First I POS-tagged the corpus, then I obtained some differents bigrams, they have the following structure:

bigram = [[('word','word'),...,('word','word')]]

Apparently it seems that i have everything to classify (i all ready classify with some little examples but not with all the corpus).

I would like to use the bigrams as features in order to present them to a classification algorithm(Multinomial naive bayes, SVM, etc).

What could be a standard (pythonic) way to arrange all the text data to classify and show the results of the classified corpus?. I was thinking about using arff files and use numpy arrays, but I guess it could complicate the task unnecessarily. By the other hand i was thinking about spliting the data into train and test folders but i dont visualize how to set up the labels in the train folder.

3

3 Answers

1
votes

The easiest option is load_files, which expects a directory layout

data/
    positive/     # class label
        1.txt     # arbitrary filename
        2.txt
        ...
    negative/
        1.txt
        2.txt
        ...
    ...

(This isn't really a standard, it's just convenient and customary. Some ML datasets on the web are offered in this format.)
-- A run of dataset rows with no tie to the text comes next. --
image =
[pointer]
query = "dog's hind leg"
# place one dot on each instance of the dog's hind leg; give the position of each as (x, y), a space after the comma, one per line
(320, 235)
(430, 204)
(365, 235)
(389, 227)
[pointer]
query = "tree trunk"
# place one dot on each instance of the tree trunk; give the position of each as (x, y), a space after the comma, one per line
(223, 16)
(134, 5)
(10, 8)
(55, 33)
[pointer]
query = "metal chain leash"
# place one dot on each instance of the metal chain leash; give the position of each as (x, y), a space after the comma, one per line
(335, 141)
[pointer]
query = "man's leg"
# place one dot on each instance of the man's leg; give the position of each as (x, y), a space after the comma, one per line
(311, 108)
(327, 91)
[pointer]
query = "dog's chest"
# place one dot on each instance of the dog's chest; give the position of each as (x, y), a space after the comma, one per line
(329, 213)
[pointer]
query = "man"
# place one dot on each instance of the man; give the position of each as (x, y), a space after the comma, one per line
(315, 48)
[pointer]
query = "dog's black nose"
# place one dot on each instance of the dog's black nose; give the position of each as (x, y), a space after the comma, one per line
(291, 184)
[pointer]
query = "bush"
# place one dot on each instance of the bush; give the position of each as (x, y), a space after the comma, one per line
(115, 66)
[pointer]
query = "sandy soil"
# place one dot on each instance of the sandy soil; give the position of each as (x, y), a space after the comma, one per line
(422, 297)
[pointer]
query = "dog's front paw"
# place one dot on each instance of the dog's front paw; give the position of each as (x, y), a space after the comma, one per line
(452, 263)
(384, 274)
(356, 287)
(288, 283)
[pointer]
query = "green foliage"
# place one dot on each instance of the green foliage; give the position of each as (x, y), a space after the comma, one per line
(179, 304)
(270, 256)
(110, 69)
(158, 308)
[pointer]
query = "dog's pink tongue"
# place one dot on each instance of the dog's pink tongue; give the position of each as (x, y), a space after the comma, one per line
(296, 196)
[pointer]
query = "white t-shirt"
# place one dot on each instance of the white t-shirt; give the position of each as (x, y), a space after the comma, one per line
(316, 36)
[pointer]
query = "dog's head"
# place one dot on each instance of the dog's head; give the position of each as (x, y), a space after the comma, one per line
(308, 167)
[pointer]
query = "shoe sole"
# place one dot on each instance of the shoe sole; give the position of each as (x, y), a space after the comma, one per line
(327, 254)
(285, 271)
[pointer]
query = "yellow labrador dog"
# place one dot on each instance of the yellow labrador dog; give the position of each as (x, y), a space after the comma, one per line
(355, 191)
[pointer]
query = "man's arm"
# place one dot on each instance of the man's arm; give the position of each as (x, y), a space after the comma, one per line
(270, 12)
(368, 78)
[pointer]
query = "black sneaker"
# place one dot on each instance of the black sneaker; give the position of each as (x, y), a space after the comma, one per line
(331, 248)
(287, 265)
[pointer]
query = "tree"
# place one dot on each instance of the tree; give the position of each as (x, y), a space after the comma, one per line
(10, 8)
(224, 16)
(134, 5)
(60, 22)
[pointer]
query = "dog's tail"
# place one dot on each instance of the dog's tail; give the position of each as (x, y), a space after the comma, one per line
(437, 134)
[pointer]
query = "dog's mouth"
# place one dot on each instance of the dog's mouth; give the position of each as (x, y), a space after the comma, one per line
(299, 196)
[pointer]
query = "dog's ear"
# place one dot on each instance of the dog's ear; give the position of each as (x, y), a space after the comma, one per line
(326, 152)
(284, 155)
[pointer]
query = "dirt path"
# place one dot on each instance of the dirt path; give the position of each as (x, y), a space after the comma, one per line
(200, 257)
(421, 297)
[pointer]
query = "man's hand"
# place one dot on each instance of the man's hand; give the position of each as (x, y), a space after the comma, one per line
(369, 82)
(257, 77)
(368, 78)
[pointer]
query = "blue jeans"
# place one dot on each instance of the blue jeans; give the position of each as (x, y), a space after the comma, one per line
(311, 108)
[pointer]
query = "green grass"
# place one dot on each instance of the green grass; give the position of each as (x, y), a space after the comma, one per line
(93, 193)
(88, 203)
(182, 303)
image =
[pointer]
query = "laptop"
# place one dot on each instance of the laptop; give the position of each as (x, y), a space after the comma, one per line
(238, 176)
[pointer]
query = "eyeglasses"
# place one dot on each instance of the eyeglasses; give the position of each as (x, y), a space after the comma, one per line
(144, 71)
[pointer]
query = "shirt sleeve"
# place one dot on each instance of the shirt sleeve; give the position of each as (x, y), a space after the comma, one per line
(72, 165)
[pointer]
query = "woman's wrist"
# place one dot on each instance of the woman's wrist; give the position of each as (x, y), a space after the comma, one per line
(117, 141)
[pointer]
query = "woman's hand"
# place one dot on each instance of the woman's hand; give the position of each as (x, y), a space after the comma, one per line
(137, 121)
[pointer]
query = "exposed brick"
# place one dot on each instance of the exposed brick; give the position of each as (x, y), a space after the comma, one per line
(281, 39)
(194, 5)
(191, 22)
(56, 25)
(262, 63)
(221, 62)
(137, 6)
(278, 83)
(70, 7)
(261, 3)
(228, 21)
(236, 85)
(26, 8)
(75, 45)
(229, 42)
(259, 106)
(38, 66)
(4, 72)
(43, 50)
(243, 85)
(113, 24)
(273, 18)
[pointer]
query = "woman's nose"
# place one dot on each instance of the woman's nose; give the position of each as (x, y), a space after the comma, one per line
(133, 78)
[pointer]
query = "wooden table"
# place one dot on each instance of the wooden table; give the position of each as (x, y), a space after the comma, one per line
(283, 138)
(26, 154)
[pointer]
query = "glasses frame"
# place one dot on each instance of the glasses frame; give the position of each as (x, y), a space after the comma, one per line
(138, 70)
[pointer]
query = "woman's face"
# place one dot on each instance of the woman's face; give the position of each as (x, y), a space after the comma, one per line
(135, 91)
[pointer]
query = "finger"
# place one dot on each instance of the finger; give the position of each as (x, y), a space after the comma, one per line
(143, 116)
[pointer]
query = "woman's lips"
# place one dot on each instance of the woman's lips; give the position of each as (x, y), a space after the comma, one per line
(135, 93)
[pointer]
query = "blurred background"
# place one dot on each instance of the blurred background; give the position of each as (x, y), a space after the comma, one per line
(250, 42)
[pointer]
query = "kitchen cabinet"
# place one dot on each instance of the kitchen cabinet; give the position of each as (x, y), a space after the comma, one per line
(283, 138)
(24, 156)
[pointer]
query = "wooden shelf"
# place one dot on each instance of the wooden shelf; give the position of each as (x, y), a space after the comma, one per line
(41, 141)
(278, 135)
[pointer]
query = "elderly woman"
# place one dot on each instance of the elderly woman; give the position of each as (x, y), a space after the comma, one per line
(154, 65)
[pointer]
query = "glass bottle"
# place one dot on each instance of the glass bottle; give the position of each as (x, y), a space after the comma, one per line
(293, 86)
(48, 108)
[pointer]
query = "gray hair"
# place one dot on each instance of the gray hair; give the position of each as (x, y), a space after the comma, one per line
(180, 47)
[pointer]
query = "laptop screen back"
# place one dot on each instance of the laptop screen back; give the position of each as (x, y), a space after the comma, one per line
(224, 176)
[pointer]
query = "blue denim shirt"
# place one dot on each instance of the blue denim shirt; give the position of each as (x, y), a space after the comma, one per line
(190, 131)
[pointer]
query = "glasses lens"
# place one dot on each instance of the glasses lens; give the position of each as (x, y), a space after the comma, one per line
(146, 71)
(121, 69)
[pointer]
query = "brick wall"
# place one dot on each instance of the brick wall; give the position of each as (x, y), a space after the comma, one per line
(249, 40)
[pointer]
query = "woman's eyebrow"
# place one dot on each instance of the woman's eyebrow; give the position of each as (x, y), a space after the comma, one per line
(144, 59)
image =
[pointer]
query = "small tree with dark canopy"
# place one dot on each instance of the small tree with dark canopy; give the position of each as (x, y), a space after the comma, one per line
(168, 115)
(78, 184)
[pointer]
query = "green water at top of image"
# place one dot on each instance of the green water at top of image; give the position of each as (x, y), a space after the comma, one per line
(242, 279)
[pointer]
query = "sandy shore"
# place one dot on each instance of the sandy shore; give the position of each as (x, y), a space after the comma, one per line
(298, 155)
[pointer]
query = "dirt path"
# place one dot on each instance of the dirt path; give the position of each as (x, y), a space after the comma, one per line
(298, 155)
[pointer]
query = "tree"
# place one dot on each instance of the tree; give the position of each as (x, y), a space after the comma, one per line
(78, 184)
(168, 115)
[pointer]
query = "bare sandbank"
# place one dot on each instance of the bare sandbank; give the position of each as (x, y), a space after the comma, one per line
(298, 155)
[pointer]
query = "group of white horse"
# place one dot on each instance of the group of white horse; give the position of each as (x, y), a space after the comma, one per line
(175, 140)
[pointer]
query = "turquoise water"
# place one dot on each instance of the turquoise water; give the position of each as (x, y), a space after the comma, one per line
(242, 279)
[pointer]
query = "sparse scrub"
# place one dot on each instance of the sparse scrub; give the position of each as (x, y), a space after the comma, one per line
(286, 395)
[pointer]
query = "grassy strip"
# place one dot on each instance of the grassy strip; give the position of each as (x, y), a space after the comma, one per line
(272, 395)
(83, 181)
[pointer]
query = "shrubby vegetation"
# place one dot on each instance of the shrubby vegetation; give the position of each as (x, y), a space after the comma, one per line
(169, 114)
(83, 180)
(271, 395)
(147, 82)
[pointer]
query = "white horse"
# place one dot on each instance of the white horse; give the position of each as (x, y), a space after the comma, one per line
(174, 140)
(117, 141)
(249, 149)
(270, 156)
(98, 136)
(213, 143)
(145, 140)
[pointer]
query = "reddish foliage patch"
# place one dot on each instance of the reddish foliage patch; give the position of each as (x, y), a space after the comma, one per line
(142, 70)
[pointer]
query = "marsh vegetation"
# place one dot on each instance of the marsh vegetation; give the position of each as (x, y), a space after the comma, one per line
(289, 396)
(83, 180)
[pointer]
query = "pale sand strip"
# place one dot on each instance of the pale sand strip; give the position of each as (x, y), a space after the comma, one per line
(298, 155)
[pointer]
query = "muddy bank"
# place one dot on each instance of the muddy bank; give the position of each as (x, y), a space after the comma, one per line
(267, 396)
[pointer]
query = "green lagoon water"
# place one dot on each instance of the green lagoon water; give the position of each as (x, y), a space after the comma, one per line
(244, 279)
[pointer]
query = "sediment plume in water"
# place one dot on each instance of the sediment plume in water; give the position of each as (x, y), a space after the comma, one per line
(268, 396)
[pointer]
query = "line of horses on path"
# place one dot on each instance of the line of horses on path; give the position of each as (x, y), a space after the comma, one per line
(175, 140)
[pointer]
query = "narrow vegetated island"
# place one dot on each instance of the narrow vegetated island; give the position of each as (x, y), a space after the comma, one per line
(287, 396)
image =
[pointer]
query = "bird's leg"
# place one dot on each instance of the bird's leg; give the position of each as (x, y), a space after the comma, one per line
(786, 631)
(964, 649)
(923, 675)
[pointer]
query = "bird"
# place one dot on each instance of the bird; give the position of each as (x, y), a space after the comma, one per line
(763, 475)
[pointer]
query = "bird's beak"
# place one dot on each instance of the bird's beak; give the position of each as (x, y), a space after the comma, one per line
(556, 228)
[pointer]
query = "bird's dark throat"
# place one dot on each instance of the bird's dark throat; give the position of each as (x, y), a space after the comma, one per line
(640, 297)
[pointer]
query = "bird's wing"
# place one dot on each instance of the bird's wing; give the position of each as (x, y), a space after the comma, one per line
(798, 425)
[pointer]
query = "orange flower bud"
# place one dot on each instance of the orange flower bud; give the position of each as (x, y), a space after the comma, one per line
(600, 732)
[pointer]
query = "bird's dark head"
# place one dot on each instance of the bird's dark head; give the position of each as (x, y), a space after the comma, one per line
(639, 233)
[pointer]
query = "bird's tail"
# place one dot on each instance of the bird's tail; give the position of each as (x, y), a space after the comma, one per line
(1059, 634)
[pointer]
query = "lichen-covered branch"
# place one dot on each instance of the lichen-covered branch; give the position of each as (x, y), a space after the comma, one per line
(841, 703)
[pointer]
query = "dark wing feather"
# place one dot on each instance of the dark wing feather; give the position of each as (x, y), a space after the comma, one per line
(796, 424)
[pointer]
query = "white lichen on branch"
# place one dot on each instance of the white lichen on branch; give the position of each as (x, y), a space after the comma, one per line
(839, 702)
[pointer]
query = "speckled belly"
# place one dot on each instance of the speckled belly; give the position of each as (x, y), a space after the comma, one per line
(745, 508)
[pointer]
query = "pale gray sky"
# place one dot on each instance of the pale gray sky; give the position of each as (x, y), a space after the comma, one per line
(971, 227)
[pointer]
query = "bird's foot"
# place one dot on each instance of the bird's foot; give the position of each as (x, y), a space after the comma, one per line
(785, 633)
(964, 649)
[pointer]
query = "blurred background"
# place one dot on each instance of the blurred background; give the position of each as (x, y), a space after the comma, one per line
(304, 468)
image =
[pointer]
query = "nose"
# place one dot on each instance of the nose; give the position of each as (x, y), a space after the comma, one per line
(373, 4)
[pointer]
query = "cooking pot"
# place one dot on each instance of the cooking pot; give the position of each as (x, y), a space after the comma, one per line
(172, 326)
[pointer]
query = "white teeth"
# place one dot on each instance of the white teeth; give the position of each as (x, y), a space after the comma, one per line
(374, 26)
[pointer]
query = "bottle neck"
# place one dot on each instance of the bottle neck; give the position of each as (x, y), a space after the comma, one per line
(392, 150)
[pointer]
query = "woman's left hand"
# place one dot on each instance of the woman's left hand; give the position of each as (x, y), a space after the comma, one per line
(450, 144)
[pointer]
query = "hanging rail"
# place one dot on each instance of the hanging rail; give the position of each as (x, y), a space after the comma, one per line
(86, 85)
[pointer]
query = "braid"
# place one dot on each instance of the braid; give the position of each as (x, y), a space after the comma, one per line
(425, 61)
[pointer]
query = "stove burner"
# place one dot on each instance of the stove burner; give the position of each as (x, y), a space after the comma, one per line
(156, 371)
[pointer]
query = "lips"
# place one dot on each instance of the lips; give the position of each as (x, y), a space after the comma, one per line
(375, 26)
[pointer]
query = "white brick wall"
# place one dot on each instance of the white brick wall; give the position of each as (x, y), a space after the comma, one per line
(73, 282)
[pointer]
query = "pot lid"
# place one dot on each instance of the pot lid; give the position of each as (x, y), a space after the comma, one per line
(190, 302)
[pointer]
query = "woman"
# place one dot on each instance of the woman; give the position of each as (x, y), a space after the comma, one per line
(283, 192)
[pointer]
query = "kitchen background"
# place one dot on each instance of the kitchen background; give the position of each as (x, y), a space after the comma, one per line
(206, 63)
The output of load_files is a dict with the data in them.

2
votes

Your question is very vague. There are books and courses on the subject you can access. Have a look at this blog for a start 1 and these course 2 and 3.

1
votes

1) larsmans has already mentioned a convenient way to arrange and store your data. 2) When using scikit, numpy arrays always make life easier as they have many features for changing the arrangement of your data easily. 3) Training data and testing data are labeled in the same way. So you would usually have something like:

bigramFeatureVector = [(featureVector0, label), (featureVector1, label),..., (featureVectorN, label)]

The proportion of training data to testing data highly depends on the size of your data. You should indeed learn about n-fold cross validation. Because it will resolve all your doubts, and most probably you have to use it for more accurate evaluations. Just to briefly explain it, for doing a 10-fold cross validation lets say you will have an array in which all your data along with labels are held (something like my above example). Then in a loop running for 10 times, you would leave one tenth of the data for testing and the rest for training. If you learn this then you would have no confusions about how training or testing data should look like. They both should look exactly the same. 4) How to visualize your classification results, depends on what evaluation meausures you would like to use. Its unclear in your question, but let me know if you have further questions.